Anna Kournikova, who played at Boyd Tinsley's tourney in 2003, registers a relatively mild 78.5 decibels.
PHOTO BY SIXSTEPS

Once upon a time, I was friendly with several female Olympic weightlifters. Not only did their size and strength daunt me, but the noise they made! Their practice facility reeked of more than perspiration: the din was audible for almost a square mile. But it wasn't the clanging of weights that was most disturbing; it was the grunting.

If a person is lifting 50, 100, or 200 pounds, grunting is totally forgivable. In fact, a silent dead lift would be a little creepy. But as in all things, there's a time and a place. A grunt may be fine at the feed store, but on the tennis court, it's not only inappropriate, it's cheating.

That's right– the grunts and groans and screams spewed from the pretty mouths of Maria Sharapova, Michelle Larcher de Brito, Dinara Safina, and a whole host of others is nothing but a low-down dirty ploy intended to distract and intimidate. Long recognized as terribly annoying, the grunting phenomenon has now gotten totally out of hand.

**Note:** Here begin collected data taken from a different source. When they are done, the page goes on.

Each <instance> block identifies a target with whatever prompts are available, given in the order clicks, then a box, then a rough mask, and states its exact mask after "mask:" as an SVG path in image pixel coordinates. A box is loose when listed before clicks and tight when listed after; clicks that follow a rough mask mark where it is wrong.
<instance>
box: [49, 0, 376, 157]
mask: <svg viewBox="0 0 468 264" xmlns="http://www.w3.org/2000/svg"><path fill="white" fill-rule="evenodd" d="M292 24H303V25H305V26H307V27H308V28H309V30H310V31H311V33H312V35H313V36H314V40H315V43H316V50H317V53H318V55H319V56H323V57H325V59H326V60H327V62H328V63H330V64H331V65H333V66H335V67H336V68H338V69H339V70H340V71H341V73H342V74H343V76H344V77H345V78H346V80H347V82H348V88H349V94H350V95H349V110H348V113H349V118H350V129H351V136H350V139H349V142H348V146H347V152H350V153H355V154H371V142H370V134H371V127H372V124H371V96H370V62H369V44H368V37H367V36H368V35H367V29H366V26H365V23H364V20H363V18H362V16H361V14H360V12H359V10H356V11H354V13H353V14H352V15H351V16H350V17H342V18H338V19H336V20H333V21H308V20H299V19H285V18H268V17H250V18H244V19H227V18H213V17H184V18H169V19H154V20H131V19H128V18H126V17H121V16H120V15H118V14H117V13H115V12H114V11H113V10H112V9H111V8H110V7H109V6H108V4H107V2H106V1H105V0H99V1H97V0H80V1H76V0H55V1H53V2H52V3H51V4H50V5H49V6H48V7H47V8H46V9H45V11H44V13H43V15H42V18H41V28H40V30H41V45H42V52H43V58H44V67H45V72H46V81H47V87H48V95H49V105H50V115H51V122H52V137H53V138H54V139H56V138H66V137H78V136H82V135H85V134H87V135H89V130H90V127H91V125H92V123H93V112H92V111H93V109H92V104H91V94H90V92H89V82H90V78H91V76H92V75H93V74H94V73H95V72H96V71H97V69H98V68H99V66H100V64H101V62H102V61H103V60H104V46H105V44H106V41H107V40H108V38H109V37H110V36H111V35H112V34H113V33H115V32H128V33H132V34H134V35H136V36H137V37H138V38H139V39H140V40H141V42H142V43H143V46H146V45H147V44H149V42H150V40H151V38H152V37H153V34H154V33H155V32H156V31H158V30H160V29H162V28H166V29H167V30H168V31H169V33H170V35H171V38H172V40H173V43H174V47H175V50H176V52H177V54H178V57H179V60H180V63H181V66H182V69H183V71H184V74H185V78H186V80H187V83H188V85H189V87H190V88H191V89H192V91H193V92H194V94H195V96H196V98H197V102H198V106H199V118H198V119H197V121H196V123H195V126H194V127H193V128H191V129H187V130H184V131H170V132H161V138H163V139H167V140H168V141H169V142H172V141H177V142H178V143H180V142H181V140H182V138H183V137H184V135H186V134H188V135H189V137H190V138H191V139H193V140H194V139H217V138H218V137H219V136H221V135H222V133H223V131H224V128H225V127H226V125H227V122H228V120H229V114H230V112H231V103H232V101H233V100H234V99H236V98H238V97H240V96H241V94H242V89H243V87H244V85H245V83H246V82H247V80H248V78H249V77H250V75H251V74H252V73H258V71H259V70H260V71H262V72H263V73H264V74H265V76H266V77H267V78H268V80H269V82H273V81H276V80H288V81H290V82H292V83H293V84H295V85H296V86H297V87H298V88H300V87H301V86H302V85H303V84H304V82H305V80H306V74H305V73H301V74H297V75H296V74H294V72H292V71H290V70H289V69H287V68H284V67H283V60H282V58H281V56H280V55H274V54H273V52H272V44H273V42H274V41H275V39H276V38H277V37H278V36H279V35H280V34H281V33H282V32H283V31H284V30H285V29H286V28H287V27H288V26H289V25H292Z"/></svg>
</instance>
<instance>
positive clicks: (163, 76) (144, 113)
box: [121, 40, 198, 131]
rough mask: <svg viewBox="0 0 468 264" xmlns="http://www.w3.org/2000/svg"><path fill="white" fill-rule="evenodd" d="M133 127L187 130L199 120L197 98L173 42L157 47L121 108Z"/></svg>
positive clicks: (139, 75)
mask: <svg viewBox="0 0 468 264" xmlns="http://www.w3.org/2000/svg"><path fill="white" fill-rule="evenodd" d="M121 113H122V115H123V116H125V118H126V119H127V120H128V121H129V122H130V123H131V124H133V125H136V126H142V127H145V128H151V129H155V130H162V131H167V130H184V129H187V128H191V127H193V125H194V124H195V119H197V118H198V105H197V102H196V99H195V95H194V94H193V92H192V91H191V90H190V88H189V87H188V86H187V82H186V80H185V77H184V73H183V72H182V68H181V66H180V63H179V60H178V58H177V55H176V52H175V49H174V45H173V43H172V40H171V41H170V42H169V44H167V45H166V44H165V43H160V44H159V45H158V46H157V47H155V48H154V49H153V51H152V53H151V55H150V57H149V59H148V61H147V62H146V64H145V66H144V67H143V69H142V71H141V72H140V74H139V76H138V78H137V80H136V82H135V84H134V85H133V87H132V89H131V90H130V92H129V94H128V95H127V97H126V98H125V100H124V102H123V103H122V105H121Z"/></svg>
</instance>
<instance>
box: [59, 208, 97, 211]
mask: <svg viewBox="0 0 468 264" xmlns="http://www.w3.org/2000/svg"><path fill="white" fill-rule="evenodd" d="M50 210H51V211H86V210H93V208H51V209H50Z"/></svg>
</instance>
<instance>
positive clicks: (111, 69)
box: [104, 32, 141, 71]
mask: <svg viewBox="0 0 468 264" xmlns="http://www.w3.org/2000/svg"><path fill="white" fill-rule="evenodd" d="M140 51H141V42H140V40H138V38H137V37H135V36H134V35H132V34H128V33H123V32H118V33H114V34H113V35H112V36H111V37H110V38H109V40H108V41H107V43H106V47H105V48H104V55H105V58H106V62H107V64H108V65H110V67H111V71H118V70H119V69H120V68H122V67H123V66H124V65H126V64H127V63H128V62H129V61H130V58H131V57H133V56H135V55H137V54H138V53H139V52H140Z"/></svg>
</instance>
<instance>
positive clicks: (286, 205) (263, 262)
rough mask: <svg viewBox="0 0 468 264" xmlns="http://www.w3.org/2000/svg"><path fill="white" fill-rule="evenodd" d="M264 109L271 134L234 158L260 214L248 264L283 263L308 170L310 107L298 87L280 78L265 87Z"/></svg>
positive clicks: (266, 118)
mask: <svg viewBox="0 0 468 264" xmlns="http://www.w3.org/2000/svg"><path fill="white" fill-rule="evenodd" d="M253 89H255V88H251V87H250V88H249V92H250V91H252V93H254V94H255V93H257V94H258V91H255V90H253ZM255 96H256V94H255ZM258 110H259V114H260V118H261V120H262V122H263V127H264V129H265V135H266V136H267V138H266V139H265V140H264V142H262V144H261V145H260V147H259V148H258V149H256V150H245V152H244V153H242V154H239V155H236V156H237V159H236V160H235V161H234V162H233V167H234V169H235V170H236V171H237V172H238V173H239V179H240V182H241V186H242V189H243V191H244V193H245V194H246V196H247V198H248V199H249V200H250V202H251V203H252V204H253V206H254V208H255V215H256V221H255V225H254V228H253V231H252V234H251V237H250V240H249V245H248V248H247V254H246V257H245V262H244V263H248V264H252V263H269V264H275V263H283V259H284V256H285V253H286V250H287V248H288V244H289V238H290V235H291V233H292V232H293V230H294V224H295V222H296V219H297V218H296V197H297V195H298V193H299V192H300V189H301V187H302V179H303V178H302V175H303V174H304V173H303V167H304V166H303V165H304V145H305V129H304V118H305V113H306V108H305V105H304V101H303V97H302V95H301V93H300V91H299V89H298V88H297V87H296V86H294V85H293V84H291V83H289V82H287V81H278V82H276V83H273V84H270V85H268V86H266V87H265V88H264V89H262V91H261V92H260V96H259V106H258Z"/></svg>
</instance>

Remember Monica Seles? She used to be the grunt champion of the tennis world. Her multi-syllabic expulsions registered 93.2 decibels, about the level of a diesel train. Seventeen years ago, the tabloids aptly dubbed her "Moan-ica."

When Larcher de Brito's emanations registered a whopping 109 decibels at this year's French Open, the tabloids dubbed her "the tennis banshee," a rather generous nickname for the Portuguese teenager. That many decibels is louder than a 747 takeoff, and even drowns out Sharapova's 101-decibel roar, which is only as loud as a police siren. 

Frankly, the problem isn't the girls— they're taught from a young age that grunting is okay, no matter how loud. Perhaps unsurprisingly, the three loudest grunters in tennis history– Larcher de Brito, "Shriek-opova," and Seles– all share the same coach, Nick Bollettieri, who vehemently denies he teaches his students to grunt. 

"My staff and I have never taught grunting. We have always taught the proper way to breathe in and out," Bollettieri told The Sunday Times after spectators booed Larcher de Brito at Roland Garros. However, Bollettieri told The Daily Telegraph, "If young players grunt, I definitely will not discourage it, because this is how they relax... it has helped them all become great players and champions."

Well sure– that's the point. At a 2004 tournament, Sharapova's shrieks were so loud that competitors complained from four courts away. As an opponent, tennis legend Chris Evert, told ESPN, "That's the first thing you hear– and you're kind of like thrown off guard as a player– and then before you know it, the ball gets past you."

Bollettieri claims grunting isn't cheating, and his students chant the same mantra. "I don't think I'm going to win a match because I'm grunting," Seles told reporters back in the early ‘90s. But where the rubber meets the road, there's no doubt players, females especially, are using grunts to further their game, either to intimidate and distract their opponents or for a much more sinister reason.

Martina Navratilova, winner of 18 grand slams, calls grunting "cheating, pure and simple." The grunting noise masks the sound of the racket hitting the ball, a real impediment to world-class players, who often can determine how a ball was struck by that sound.

Back at Wimbledon in 1992, Seles' opponents complained about just that. Late in her quarterfinal match, players began "charging that the formidable Seles' most effective weapon is not her racquet but her racket," according to Time magazine. Nathalie Tauziat and Navratilova both complained that Seles' screaming was so loud they could not hear the ball coming off her racquet.

And it got worse. After Seles' bold statement, the 1992 French Open winner ate some humble pie when opponent Steffi Graf complained when the two met in the Wimbledon final. Forced to curtail her grunts or forfeit the match, Seles lost in straight sets, 6-2, 6-1.

Wimbledon officials claim they're going to crack down on the grunts, but nothing has happened so far. As a matter of fact, it's getting worse. On Monday, June 29, for the first time ever, Wimbledon rolled out its new roof for a match. The reverberations off the roof were deafening, and I don't mean the sound of the ball. Darina Safina, one of Bollettieri's students, was playing, and one would have thought Armageddon had come. 

For these loud and lusty "ladies" and those forced to play them, it can't come soon enough.